The handleing sucked. Above 40km/h the thing was downright scary. It was flipped on its side twice on flat ground travelling at less than 20km/h.

Now the fix? Cut 3/16 of an inch off of the front of the upper control arms and put a shim behind the control arm. This changes the caster angle to be more negative, alllowing the wheels to 'roll over' obstacles instead of impacting into them.

The handeling now? Much better. Dad went from toodling around at a max speed of 30-35km/h to a cruising speed of 45-50km/h with drastically reduced arm pump.

Now I didn't think of this all alone, I have seen it done on a Kingquad and just adapted it to this Arctic Cat. Also I have seen somwhere a set of bushings you can buy for the larger Arctic Cats, but to my knowledge they do not fit the 366.

Now unfortunately I didn't take pictures because I did the work at like 11pm the night before a ride, so I was in a bit of a rush. Hope it helps somebody.


----------



## greenkitty7

caster mod is great for all arctic cats!


----------



## Kencat

Hi all, new guy here.

I know this is an old thread, but it won't hurt to continue (I think) as the info is useful.

The modification to put less positive caster on the bike would, to all my understanding, make the bike more UNstable at speed.
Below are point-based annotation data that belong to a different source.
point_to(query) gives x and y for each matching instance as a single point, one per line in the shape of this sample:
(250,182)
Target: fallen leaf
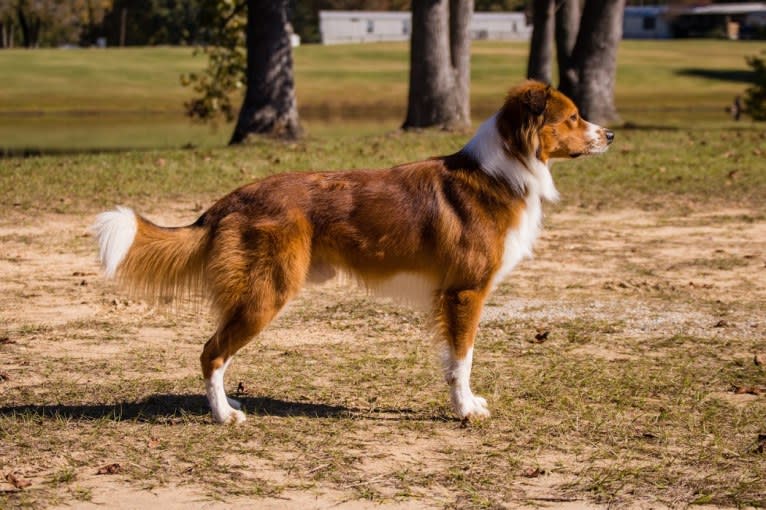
(761,444)
(109,469)
(17,481)
(749,390)
(532,472)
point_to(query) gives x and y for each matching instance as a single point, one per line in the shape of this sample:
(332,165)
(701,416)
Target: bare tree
(270,106)
(595,57)
(586,50)
(567,26)
(439,64)
(541,47)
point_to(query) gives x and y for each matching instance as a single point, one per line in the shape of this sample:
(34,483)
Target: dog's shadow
(173,408)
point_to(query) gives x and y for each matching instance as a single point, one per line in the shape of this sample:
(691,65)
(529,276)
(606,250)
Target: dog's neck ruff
(530,178)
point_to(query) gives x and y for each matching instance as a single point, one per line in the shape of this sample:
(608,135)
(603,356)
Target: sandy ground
(591,265)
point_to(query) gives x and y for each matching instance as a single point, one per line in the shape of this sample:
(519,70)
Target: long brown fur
(444,219)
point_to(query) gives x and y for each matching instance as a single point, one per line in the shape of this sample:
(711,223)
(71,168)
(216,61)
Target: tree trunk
(439,64)
(595,56)
(269,106)
(567,24)
(541,46)
(461,12)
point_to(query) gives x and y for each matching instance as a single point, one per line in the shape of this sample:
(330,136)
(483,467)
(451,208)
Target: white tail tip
(114,231)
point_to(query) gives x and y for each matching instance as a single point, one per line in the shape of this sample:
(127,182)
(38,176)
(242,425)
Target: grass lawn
(623,365)
(63,100)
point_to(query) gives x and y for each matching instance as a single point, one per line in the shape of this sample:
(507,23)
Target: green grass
(132,98)
(646,168)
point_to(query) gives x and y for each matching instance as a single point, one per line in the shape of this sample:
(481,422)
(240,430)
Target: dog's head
(538,120)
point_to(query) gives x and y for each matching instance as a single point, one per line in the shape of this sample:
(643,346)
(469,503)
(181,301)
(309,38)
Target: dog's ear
(536,99)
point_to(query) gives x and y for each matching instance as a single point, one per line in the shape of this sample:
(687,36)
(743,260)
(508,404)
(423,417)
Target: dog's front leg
(458,313)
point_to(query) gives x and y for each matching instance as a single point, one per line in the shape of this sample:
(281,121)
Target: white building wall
(339,27)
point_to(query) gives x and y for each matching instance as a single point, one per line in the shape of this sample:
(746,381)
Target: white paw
(236,417)
(472,406)
(232,416)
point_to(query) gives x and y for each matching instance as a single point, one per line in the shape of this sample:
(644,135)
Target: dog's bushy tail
(155,263)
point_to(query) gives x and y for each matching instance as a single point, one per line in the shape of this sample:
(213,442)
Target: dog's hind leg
(251,284)
(458,314)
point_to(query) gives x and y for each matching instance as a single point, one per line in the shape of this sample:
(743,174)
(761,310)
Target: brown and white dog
(451,226)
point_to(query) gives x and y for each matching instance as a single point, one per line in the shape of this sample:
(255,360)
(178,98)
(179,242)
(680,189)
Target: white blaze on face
(596,138)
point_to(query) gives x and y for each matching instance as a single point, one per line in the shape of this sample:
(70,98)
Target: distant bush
(755,96)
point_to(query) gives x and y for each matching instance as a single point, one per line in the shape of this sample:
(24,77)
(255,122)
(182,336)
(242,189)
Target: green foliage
(227,62)
(755,96)
(151,22)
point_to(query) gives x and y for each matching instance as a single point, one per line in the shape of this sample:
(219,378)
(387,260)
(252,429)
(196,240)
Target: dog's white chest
(520,241)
A good reference is http://www.lsracing.com/img/Guide_21.pdf

If less positive caster helps stabilize the AC 366, then there must be other over-riding factors at work here.

I am interested because I'm not happy with the twitchiness of a "new-to-me" 2004 500 TRV at speed, although I haven't checked toe-in yet which is the first thing to try.

I think the concept behind the modification explained in this post needs to be better explained, because someone might get into trouble trying it out.

Edit:This link explains what is needed to be done to put more positive castor on an ATV, and it explains why. The modification details pertain to a King Quad. How to actually do it on a Cat would have to be figured out.
http://www.nyrocatv.com/techtip.cgi?viewtopic=17


----------



## z24guy

There is actually a set of bushing you can buy for the larger arctic cats to accomplish exactly what I did for dads 366. And after 1000 kilometers of riding the snot out of it we have had zero issues with this mod. It handles better. It has reduced handlebar feedback. And the changes I made have increased rider confidence because it is no longer like trying to ride a scared rabbit.


----------



## Kencat

z24guy, thanks for responding. Can you clear something up for me, as the more I read the more confusing this gets. As I read into your first post, you reduced the + camber by moving the upper A-arm FORWARD on the 366? In the Suzuki mod article I linked, they are increasing the caster by moving the upper A-arm REARWARD. On other forums I'm reading that they are also reducing caster on Acs, to make them steer easier. It makes sense that reducing caster will make them steer easier, but that willl also make them twitchier at higher speeds. So it depends on what problem you are trying to solve, I can understand that. But in your case, you were trying to make the 366 more stable at speed, so you should have moved the upper A-arm rearward, for more positive caster. Just trying to get this nailed down right in the ole noggin.


----------



## z24guy

I moved the upper A-arm forward and moved the caster angle towards the negative.

The problem with it an with most arctic cats from what I've read is that they come from the factory with too much positive caster, which results in hard steering excessive road shock and wheel shimmy.

Now too much negative caster can lead to instability at high speeds, but in reality I likely moved the caster closer to zero, or just negative of zero.


----------



## Kencat

OK. but you were saying the initial problem was the ATV was "unstable"; flipping over at moderate speeds even. My solution would have been to add more caster for that. Oh well, it worked for you, so that's all good. Another really good reference Re handling, if you haven't read it yet is Improved Handling By: Wyo_H1_Cat at http://arcticchat.wikispaces.com/How+To's It could be that in my case, being that the TRV is designed for two-up, riding single may have the *** end up and the caster running more negative than with a passenger. It actually steers quite easy, even with a passenger. I'll do toe-in first, then play with the spring preload and tire pressures as outlined by Wyo, and go from there.


----------